Further, how will such an agreement granting such outlandish concessions to the Fouani Brothers impact other investors who have pumped in millions of dollars in investment to cultivate and produce oil palm and palm product for export and for domestic consumption and who have also invested in out-grower programs and provided employment for a greater number of Liberians than what the Fouani Brothers propose?
In addition to this, there are environmental issues which are not clearly addressed in the proposal. For example the proposed concession area is the Freeport of Monrovia, whose constricted land space is highly unsuitable for industrial production on the magnitude and scale being proposed by the Fouani Brothers. Further, siting the oil palm refinery in the Freeport without a sustainable waste management plan is an open invitation for disaster.
Questions are being asked, for example, why should Liberia surrender millions of dollars in import revenue to subsidize a business entity which should be competing on a fair basis with other players in the industry?
If the Fouani Brothers are granted such huge subsidies how much then is the government prepared to offer other players in the industry such as GVL, SIFCA and the new owners of the Sime Darby concession?

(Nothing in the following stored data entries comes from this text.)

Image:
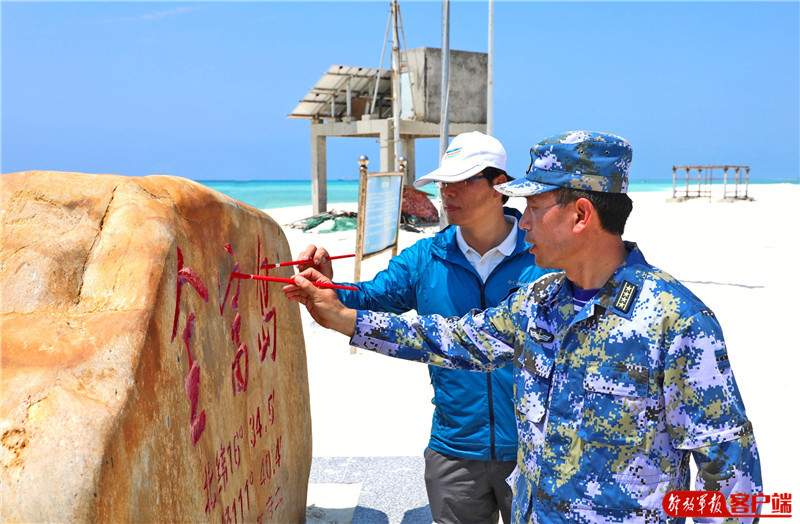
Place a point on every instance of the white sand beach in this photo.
(740, 258)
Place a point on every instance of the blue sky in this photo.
(202, 89)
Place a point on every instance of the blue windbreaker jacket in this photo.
(474, 414)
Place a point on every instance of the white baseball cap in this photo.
(468, 154)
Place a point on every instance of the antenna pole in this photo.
(444, 119)
(395, 85)
(490, 75)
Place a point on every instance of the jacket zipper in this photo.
(489, 385)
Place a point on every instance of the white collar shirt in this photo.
(485, 264)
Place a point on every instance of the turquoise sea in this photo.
(264, 194)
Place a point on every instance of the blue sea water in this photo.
(266, 194)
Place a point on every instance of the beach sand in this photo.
(739, 257)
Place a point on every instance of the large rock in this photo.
(139, 384)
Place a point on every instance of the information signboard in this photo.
(379, 206)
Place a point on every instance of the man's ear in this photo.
(585, 214)
(499, 179)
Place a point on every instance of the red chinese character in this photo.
(740, 503)
(222, 470)
(267, 340)
(185, 275)
(211, 497)
(239, 381)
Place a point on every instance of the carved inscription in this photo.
(243, 466)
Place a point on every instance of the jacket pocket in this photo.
(615, 401)
(532, 376)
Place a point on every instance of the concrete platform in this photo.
(367, 490)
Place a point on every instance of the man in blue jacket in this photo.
(474, 263)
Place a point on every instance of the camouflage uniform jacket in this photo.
(610, 403)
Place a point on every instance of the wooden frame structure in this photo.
(701, 185)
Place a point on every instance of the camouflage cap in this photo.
(578, 159)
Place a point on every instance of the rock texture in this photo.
(139, 382)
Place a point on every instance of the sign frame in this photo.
(364, 199)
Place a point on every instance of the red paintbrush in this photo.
(245, 276)
(294, 262)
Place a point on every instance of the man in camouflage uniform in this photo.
(621, 373)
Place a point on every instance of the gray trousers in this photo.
(462, 491)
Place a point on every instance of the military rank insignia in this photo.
(625, 298)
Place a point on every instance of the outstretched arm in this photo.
(322, 304)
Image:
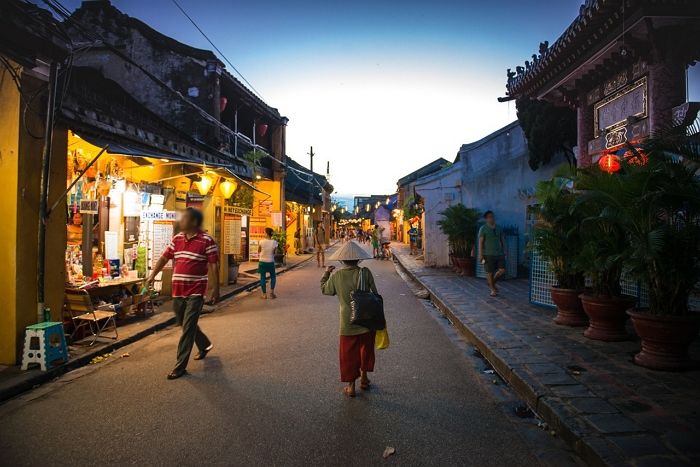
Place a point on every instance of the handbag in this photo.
(381, 339)
(366, 307)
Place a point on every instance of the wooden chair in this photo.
(83, 314)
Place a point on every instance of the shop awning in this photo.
(128, 149)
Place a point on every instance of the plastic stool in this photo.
(44, 343)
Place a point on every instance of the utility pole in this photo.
(311, 157)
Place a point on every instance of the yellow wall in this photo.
(20, 162)
(9, 151)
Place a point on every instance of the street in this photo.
(269, 394)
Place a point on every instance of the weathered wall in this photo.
(439, 191)
(490, 174)
(179, 71)
(496, 177)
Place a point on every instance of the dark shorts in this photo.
(494, 263)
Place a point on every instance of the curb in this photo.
(85, 359)
(549, 409)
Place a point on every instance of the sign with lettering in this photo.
(159, 215)
(612, 112)
(237, 210)
(89, 206)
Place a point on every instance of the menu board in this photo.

These are genuine concerns for players in the industry who already have thousands of workers in their employ, particularly the SIFCA and the GVL who are already jointly constructing what promises to be the largest oil palm mill in West Africa to refine oil from palms harvested from its plantation.
The Fouani Brothers propose to import crude palm oil from outside. This means that the Liberian government is being requested to support growers in other countries who will be exporting their oil to Liberia at the detriment of growers and producers in Liberia.
Thankfully, President Weah has vetoed the agreement. The Legislature is requested not to resubmit such agreement to the President. Additionally, the Liberian people have the right to know who were those legislators who appended their signatures of approval to the Fouani Brothers in order that they be named and shamed accordingly.
This newspaper (Daily Observer) has consistently urged President Weah to beware of those around him who continue to provide him bad advice that tends to make him look ridiculous in light of the decisions he makes.
Additionally, this newspaper has also consistently reminded President Weah that Liberians are aware that amongst his officials, only he alone can boast of having acquired wealth prior to becoming leader, quite unlike his cast of officials, nearly all of who were virtually penniless before but are today millionaires. That is why they voted him into office, trusting that he will be corruption-free and that he will have zero tolerance to corruption.
As for his officials, Liberians are not surprised therefore that “money na full their eyes” so they are licking up to their elbows. At the end of the day, it is he, as President, who will take all the blame as history has clearly demonstrated to us before.
In the opinion of the Daily Observer, the Fouani Brothers concession agreement is a very bad agreement, detrimental to the interests of Liberia and should therefore not be allowed to see the light of day.
Thank You Mr. President for being there for Liberia. The Liberian people are now all eyes and ears, waiting anxiously to hear and see you do more.